Шрифт:
Интервал:
Закладка:
Дойдя до леса, Руди и Хильда еще раз оглянулись на бывший трактир «Веселый чиж». Красные флажки бодро развевались на ветру.
Еще через полчаса они оказались на вершине Катценштейна, а перед ними раскинулся старинный городок Рейффенберг. На протяжении своей пятисотлетней истории он мало-помалу поднимался из глубокой долины реки Нель до приплюснутой, густо поросшей лесом вершины Рейффен. Эту странпую вершину, казалось, выложили из огромной пирожной формы на цоколь горы, а по бокам ее прорезали плеши, обнажавшие огромные рифленые слои базальта вулканического происхождения.
Руди не отрываясь следил за вереницей величавых белых облаков, как корабли, плывущих над ощетинившейся елями вершиной, за этим безмолвным странствием из одной бесконечно дальней дали в другую. Когда ребенком он пас коров, как часто задумывался он, провожая взглядом облака, медленно тянущиеся над вершиной.

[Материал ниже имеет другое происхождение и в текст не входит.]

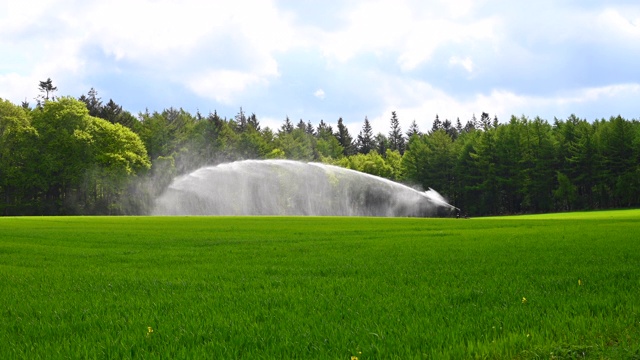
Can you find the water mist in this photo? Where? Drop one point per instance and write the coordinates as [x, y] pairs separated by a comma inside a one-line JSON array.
[[284, 187]]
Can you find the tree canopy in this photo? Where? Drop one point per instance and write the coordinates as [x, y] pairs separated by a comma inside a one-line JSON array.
[[82, 156]]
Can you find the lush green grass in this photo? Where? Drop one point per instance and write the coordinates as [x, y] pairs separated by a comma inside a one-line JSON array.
[[327, 288]]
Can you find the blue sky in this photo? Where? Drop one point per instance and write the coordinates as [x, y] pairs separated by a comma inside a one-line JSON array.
[[316, 60]]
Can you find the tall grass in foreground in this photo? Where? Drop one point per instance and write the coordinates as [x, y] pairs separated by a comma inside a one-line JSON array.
[[327, 288]]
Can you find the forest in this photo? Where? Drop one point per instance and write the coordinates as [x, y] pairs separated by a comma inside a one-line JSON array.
[[82, 156]]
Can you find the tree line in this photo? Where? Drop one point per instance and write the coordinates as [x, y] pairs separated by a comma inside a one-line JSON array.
[[84, 156]]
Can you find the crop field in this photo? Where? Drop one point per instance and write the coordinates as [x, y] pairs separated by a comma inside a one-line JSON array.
[[560, 286]]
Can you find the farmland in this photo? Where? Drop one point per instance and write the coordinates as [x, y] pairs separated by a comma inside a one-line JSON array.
[[549, 286]]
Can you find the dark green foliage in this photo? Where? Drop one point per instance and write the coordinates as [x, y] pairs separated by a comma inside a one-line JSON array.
[[49, 161], [365, 141], [396, 138]]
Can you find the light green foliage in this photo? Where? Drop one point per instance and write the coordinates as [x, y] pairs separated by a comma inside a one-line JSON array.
[[17, 152], [83, 162], [321, 288]]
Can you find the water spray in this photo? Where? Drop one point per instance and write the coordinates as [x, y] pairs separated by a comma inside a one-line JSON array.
[[285, 187]]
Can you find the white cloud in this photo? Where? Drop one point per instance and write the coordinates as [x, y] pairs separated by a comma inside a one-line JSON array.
[[224, 85], [466, 63]]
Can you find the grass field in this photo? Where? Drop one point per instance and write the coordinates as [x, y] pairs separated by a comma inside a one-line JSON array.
[[551, 286]]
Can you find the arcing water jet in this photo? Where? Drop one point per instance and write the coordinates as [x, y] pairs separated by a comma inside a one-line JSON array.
[[284, 187]]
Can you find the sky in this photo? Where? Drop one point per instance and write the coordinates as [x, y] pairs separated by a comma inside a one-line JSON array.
[[330, 59]]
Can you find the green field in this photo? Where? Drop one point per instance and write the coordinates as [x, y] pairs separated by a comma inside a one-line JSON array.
[[550, 286]]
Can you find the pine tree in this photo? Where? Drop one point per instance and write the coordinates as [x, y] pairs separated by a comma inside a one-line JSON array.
[[47, 88], [413, 130], [437, 124], [365, 138], [396, 139], [287, 127], [344, 138]]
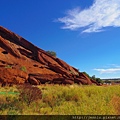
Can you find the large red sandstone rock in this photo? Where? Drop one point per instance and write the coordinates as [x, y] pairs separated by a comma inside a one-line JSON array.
[[21, 62]]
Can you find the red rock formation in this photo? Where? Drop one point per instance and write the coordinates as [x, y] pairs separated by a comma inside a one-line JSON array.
[[22, 62]]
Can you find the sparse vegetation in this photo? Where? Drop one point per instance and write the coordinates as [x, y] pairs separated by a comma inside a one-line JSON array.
[[93, 78], [61, 100], [8, 66]]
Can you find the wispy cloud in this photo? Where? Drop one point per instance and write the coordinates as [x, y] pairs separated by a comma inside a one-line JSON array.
[[114, 69], [103, 13]]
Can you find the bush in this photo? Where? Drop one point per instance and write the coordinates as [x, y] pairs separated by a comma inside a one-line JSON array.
[[23, 68], [29, 94]]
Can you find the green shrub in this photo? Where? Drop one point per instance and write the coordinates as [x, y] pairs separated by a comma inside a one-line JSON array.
[[8, 66], [28, 94]]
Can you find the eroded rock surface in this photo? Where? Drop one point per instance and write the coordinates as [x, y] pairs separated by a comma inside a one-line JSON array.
[[22, 62]]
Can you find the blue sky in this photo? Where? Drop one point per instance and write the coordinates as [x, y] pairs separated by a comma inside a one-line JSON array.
[[84, 33]]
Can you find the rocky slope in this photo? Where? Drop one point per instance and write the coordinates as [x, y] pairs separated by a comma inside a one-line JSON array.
[[22, 62]]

Хильда проследила за его взглядом. Ей, сказала она, всегда очень нравится в фильмах, когда над горными кряжами плывут облака. Но в жизни все еще прекраснее, спокойнее и величественнее…
А Руди Хагедорну эти облака несли тягчайший груз воспоминаний; все, что некогда они заволокли, теперь вместе с ними возвращалось обратно: детство, юность, страшное чувство отчуждения от этого клочка земли и клочка неба. Слишком сильно это чувство, чтобы отделить от него единичные понятия, такие, как добро и зло, красота и уродство. Теперь Руди вдыхал его, как воздух, сознательно и бессознательно. Даже мысль «Я здесь родился» не посетила его. Он был захвачен чувством, которое и сформулировать-то был не в состоянии, ибо оно было больше, чем возвращение на родину. Он оказался лицом к лицу с самой родной, самой первозданной картиной, в которой живыми сохранились его воспоминания. И простое сознание, что он сейчас пойдет дальше по этой дороге, что ноги его будут ступать по этому, казалось бы, воображаемому миру, вдруг представилось ему едва ли не чудом. Может быть, лишь в эту минуту он понял, сколь великий дар им получен — остаться в живых после всего, что было! И ему только двадцать четыре года! Скорее себе самому, чем Хильде, он сказал:
— А сколько из тех, кого я знал, никогда больше не увидят, как плывут над вершинами облака…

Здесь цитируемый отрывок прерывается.